Symptoms of Dehydration
About 75% of Americans walk around unconsciously and are chronically dehydrated. And it is probably because of the foods they eat and the drinks they drink. In addition, most people only drink about 2.5 glasses of water daily, so they experience a double whammy. Consequently, you will be in a negative situation daily if you do not drink at least eight glasses of water a day. Your body will experience 1-1.5% water loss each day when you don’t meet the requirement.
Symptoms of daily dehydration between 1-2%.
- Sticky and dry saliva or mouth.
- Increases thirst.
- Decrease urine output. When you feel the need to urinate go and go very little.
- Your urine is dark and yellow.
Symptoms of dehydration between 2-3%.
- Low energy.
- Feelings of laziness and postponement.
- Poor concentration and focus.
- Slow movement.
- Muscle cramps and fatigue.
The 2-3% zone will definitely hurt your performance, which will be felt and seen on the court. That is why it is imperative to understand how and when to hydrate and what to avoid that will prevent a tailspin in your hydration and performance.
Days Before a Game
Make sure you are drinking 8-10 glasses of water a day. From daily practices and sweating, you will need extra water. Also, make sure what you eat promotes hydration. For example, eat foods like fruits and vegetables. This is because they are mainly composed of water.
- Soups and broth.
- Watermelon and melons are excellent for hydration and rehydration.
- Grains like rice and oatmeal are great as well.
You want to drink about 1-2 glasses (8-16 ounces) of water or a sports drink one-two hours before your game. And about 20 minutes before taking the court, drink another eight ounces of water or a sports drink. Waiting too close to game time can cause side stitches and cramping. Hydrating begins days and minutes before the tip-off.
If you have symptoms of dehydration, do not wait until you’re thirsty. Because it is at this point, dehydration is already in play and happening.
During the Game
During 90 minutes of an intense basketball game or any sport competition, you will lose between 2 and 3 liters of sweat. So, go back and look at the 2-3% dehydration symptoms. You don’t want them happening in the 3rdor 4th quarter.
During the game, when timeouts are called or there is a stoppage of play, grab some fluids. Furthermore, the end of the quarter and halftime are essential times to rehydrate.
To prevent decreased performance and to play at your max, don’t; let the motor stall or strain. Instead, try to drink at least 10 ounces of water every 10 to 20 minutes. Also, focus on drinking fluids often throughout your practice.
This is the time to rehydrate and recover for practices and your next game. So first, drink some water to get your fill. However, water is not the only way to hydrate. For example, you can drink chocolate milk.
Chocolate milk is 90% water and one of the best recovery drinks. It has many nutrients that will get replenished in your body. It has all the electrolytes that a sports drink will provide and has 8g of protein for your muscles to start rebuilding. You can also drink a smoothie if you don’t love chocolate milk.

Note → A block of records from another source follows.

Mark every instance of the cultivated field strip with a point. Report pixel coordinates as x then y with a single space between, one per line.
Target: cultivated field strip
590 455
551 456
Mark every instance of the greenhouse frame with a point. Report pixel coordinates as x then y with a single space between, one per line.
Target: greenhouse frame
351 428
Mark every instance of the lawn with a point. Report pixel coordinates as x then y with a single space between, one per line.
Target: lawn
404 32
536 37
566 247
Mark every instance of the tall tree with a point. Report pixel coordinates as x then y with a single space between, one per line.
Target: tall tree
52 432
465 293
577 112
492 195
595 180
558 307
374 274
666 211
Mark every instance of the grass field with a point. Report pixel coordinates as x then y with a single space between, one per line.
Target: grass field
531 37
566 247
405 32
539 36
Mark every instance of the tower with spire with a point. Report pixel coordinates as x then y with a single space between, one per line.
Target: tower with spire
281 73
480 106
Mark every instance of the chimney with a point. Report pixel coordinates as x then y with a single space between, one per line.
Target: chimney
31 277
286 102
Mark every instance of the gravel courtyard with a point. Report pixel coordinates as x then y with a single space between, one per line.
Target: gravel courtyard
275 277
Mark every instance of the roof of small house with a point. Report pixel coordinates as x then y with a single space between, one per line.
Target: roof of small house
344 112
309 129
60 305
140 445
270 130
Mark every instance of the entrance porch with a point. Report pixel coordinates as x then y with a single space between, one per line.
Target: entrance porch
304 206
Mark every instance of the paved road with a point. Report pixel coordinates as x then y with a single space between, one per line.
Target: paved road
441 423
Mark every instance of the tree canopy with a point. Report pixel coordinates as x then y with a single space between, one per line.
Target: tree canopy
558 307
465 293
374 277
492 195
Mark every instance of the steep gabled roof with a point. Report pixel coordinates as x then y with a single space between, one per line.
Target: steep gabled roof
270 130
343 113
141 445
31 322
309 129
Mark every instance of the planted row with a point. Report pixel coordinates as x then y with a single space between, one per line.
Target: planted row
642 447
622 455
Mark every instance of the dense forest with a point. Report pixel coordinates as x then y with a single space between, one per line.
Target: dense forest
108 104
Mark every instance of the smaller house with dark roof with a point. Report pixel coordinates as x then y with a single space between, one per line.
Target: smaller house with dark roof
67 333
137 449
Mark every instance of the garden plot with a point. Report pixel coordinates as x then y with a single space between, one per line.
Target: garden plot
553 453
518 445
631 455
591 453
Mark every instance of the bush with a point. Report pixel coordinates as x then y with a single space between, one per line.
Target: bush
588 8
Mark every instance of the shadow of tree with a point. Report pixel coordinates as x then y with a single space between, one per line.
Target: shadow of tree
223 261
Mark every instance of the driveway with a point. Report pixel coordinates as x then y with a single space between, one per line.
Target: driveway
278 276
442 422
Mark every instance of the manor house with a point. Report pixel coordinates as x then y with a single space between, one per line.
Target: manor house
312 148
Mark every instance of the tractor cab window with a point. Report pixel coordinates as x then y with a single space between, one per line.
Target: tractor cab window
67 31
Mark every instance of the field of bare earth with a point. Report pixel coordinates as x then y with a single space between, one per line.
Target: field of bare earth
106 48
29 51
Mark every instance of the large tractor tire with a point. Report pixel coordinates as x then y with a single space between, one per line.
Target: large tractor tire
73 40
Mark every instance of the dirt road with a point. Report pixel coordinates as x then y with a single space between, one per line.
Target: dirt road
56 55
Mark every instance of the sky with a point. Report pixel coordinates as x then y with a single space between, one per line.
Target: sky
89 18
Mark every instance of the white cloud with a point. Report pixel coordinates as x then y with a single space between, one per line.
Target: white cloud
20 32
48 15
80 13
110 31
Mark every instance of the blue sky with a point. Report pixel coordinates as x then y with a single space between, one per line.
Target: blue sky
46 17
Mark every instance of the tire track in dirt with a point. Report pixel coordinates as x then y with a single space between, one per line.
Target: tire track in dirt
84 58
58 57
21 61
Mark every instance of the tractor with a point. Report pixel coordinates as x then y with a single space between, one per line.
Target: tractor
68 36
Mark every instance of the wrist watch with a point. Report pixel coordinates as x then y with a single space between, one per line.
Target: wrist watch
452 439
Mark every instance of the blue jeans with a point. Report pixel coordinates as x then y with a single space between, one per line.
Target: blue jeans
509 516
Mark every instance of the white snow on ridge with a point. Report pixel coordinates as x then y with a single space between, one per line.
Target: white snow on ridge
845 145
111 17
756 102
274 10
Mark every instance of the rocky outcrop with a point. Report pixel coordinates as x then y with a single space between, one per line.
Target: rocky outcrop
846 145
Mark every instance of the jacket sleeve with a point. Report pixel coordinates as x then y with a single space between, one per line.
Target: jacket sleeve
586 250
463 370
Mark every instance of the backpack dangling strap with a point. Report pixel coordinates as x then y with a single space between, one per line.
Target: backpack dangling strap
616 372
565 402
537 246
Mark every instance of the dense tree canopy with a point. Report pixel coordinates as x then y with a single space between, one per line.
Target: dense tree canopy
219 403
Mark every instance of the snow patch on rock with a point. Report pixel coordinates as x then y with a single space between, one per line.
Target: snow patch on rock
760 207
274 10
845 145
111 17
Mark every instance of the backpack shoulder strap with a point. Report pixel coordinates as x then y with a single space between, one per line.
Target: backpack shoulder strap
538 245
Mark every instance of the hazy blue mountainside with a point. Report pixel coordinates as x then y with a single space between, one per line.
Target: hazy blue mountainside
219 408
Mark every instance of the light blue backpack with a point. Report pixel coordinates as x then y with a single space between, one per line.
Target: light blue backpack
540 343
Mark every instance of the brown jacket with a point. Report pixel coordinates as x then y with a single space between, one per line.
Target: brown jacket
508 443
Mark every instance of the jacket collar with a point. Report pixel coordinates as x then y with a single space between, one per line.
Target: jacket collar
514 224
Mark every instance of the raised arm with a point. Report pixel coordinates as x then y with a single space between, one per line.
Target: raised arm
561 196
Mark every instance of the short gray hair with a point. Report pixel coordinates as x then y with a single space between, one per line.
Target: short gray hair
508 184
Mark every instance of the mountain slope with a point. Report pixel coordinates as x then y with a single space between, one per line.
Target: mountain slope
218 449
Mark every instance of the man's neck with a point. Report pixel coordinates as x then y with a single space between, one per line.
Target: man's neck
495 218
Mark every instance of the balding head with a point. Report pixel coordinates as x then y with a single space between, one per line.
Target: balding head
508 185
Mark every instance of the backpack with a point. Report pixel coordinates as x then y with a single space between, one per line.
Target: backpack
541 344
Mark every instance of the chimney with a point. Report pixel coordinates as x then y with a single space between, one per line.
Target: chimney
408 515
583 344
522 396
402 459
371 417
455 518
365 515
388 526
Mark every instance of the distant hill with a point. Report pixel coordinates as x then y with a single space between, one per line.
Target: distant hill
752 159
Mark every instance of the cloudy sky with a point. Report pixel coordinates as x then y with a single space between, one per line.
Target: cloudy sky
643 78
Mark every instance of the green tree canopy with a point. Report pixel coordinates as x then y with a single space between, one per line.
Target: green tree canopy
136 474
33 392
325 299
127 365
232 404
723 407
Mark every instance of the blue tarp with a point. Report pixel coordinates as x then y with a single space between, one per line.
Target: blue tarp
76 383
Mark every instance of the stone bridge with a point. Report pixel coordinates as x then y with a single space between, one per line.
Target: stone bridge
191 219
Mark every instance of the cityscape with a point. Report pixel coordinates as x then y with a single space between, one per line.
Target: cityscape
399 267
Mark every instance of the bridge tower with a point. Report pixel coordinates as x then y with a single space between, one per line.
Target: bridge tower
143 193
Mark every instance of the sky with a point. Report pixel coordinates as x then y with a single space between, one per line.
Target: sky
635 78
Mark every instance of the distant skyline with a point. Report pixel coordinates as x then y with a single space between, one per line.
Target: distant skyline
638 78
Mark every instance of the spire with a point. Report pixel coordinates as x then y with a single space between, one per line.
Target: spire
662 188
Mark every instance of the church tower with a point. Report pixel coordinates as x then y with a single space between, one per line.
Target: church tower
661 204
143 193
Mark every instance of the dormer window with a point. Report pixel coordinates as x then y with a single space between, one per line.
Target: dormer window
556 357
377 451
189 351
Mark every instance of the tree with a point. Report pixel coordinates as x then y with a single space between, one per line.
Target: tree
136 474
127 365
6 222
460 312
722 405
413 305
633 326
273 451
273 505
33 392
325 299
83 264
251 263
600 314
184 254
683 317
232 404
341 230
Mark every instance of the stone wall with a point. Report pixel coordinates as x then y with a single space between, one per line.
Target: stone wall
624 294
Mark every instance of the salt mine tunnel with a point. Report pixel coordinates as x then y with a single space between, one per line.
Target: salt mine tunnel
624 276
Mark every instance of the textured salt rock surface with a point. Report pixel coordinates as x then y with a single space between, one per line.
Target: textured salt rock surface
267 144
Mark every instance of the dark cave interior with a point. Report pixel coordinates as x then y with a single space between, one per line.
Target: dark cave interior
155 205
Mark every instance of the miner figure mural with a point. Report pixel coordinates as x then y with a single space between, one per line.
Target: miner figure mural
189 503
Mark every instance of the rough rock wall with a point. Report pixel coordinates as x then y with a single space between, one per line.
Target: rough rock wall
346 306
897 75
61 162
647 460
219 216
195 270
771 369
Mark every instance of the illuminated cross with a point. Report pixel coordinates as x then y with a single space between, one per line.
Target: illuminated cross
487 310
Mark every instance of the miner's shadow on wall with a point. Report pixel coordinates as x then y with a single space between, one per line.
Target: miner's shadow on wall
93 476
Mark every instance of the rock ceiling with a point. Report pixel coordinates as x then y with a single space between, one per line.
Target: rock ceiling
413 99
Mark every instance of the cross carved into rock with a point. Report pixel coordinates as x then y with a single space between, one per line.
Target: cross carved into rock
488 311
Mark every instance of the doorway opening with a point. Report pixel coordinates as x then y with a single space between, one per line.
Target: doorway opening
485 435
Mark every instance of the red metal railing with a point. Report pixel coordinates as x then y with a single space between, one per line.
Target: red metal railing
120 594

Drink about two glasses, 16 ounces, after your game and even practices. The sooner you consume any drink or protein after your training is best.
When you drink, don’t guzzle. Guzzling fluids does not reverse dehydration instantly. Instead, it will cause bloating that will slow you down more. Low to mild dehydration resolves in a day or two, but your performance and energy are what suffer.
Your body is made up of about 65% water, so hydration must be maintained, just like strength training and practice, to sustain good performance. But if you really want to dive deeper into your hydration and performance, understand your sweat rate. It will help you know how much fluid your body needs.